Em silêncio, acendeu poderosa lâmpada,
enfeitou a mesa com dezenas de pérolas que trouxera no embrulho e com várias
dúzias de flores frescas e perfumadas.
Logo após, apanhou na sacola diversos enfeites
de expressiva beleza, e enfileirou-os com graça. Em seguida, colocou sobre a
mesa um exemplar do Novo Testamento em capa dourada.
Depois, diante do assombro de
todos, depositou em meio aos demais objetos pequenina lagartixa, num frasco de
vidro.
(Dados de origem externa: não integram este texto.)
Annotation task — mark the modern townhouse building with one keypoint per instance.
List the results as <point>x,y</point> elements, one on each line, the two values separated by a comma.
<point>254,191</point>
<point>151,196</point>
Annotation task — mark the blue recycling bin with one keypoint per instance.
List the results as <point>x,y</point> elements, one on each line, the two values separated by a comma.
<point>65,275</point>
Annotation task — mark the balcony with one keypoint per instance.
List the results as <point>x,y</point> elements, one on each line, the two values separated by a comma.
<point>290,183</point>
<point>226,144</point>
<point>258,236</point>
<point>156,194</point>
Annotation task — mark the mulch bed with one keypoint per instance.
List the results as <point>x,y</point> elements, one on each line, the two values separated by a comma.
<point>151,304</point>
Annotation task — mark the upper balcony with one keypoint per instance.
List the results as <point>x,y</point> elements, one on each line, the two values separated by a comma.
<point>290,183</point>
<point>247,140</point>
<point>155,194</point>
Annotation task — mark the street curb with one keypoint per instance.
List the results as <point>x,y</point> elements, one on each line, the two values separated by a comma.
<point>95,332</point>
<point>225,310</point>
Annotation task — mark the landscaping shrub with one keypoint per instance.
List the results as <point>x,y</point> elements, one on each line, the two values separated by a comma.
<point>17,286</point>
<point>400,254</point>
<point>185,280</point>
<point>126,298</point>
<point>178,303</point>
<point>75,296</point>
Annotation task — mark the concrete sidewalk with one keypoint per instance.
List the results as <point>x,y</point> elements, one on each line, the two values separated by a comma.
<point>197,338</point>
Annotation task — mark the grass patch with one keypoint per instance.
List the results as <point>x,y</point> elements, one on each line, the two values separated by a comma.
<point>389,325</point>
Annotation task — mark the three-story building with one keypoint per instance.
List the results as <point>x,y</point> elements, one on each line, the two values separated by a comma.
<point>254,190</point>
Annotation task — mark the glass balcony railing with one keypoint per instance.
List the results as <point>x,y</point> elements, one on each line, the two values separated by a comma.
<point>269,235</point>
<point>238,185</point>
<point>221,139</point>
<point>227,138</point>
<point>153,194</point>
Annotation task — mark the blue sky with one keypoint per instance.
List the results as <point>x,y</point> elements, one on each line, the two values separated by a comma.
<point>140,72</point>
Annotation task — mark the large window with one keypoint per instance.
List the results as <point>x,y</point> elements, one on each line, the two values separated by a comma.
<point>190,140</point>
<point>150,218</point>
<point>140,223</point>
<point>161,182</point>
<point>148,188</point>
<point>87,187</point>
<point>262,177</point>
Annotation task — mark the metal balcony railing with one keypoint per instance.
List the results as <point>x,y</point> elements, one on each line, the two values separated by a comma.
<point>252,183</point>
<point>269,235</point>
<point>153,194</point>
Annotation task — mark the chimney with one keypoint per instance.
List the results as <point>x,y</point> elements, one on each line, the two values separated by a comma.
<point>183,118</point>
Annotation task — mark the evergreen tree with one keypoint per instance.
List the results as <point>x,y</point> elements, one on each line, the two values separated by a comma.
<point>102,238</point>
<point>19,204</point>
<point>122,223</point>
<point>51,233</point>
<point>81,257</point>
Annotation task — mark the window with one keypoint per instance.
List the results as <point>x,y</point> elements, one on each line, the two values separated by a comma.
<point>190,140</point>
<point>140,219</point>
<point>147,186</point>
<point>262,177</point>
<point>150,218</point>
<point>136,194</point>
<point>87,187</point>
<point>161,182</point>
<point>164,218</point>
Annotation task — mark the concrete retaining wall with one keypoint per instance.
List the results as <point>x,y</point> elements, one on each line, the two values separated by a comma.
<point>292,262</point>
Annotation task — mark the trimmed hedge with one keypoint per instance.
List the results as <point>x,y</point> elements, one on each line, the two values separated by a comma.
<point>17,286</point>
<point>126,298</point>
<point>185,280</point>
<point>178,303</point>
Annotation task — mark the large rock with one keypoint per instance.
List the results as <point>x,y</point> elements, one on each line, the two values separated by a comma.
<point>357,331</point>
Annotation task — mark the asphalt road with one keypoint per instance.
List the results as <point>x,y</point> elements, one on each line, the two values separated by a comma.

Só então se dirigiu ao público perguntando:
O que é que os senhores estão vendo?
- E a
assembléia respondeu, em vozes discordantes:
- Um
bicho!
- Um
lagarto horrível!
- Uma
larva!
- Um
pequeno monstro!
Esgotados breves momentos de expectação, a
expositora considerou:
Assim é o espírito da crítica destrutiva, meus
amigos!
Os senhores não enxergaram o forro de seda
alva, que recobre a mesa.
Não viram as flores, nem sentiram o seu
perfume.
Não perceberam as pérolas, nem as outras
preciosidades.
Não atentaram para o Novo Testamento, nem para
a luz faiscante que acendi no início.
Mas não passou despercebida, aos olhos da
maioria, a diminuta lagartixa...
E, sorridente, concluiu sua exposição
esclarecendo:
Nada mais tenho a dizer...
Quantas vezes não nos temos
feito cegos para as coisas e situações valorosas da vida.
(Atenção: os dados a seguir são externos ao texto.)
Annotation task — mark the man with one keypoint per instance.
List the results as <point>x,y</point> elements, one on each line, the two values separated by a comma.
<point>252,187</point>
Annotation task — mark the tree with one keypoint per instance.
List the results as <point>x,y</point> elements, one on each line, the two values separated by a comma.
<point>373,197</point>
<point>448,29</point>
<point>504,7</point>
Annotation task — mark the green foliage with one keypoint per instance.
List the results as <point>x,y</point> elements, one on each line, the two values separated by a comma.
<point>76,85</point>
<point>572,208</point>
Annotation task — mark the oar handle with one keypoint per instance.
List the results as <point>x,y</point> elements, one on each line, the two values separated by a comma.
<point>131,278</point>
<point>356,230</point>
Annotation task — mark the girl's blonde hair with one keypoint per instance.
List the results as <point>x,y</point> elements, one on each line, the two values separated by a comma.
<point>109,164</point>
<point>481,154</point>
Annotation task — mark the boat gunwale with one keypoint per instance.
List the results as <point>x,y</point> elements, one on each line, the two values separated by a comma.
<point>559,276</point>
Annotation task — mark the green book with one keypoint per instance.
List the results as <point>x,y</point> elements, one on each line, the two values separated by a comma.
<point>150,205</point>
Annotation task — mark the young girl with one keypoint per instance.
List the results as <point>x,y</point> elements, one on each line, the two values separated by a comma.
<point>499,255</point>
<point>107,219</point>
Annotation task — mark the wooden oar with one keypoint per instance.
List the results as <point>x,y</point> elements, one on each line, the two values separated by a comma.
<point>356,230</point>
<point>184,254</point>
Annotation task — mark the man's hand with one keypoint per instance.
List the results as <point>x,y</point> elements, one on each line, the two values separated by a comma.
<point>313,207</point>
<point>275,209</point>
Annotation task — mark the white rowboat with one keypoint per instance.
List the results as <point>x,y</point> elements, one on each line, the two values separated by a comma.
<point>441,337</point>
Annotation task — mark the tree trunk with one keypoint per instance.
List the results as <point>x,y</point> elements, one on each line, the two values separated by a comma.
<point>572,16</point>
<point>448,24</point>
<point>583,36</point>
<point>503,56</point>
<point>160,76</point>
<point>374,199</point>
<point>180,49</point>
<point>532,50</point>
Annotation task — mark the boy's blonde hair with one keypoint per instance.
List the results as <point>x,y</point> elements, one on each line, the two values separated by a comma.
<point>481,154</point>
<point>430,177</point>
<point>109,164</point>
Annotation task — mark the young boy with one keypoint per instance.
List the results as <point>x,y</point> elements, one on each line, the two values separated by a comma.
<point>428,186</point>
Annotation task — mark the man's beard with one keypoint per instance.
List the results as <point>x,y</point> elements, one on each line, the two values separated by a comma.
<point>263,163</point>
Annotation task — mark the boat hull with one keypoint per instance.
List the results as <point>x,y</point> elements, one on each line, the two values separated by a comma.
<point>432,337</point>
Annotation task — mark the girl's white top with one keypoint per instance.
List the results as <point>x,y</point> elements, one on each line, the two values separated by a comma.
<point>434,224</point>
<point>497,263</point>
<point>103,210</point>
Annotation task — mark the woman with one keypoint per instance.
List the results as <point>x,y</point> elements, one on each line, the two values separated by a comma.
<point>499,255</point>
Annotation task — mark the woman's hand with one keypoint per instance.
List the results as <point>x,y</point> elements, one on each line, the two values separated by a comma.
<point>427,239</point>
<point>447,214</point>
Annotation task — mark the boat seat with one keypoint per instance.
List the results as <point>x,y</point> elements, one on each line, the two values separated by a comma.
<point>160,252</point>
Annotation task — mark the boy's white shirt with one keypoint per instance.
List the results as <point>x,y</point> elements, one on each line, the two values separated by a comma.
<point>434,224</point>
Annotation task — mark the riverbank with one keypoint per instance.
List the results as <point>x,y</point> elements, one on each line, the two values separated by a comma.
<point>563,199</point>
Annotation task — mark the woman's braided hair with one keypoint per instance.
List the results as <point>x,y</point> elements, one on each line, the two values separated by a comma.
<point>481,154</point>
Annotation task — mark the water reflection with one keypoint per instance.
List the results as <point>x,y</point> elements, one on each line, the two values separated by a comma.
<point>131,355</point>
Acostumados a ver somente os
fatos que denigrem a sociedade humana, volvemos o olhar para os detritos morais
das criaturas.
Assim, criticamos a mídia por
enfatizar as misérias humanas, os desvalores, as fofocas e as intrigas,mas, em
verdade, isso tudo só vem a lume porque ainda nos comprazem. Em última análise,
é o que vende!
Não há espaço para uma mensagem
edificante, e os que teimam em veicular coisas e situações nobres, o fazem sob
o peso de enormes dificuldades.
É imperioso atentarmos para os
nossos valores ou desvalores, antes de levantarmos a voz para criticar a
sociedade e os meios de comunicação em geral.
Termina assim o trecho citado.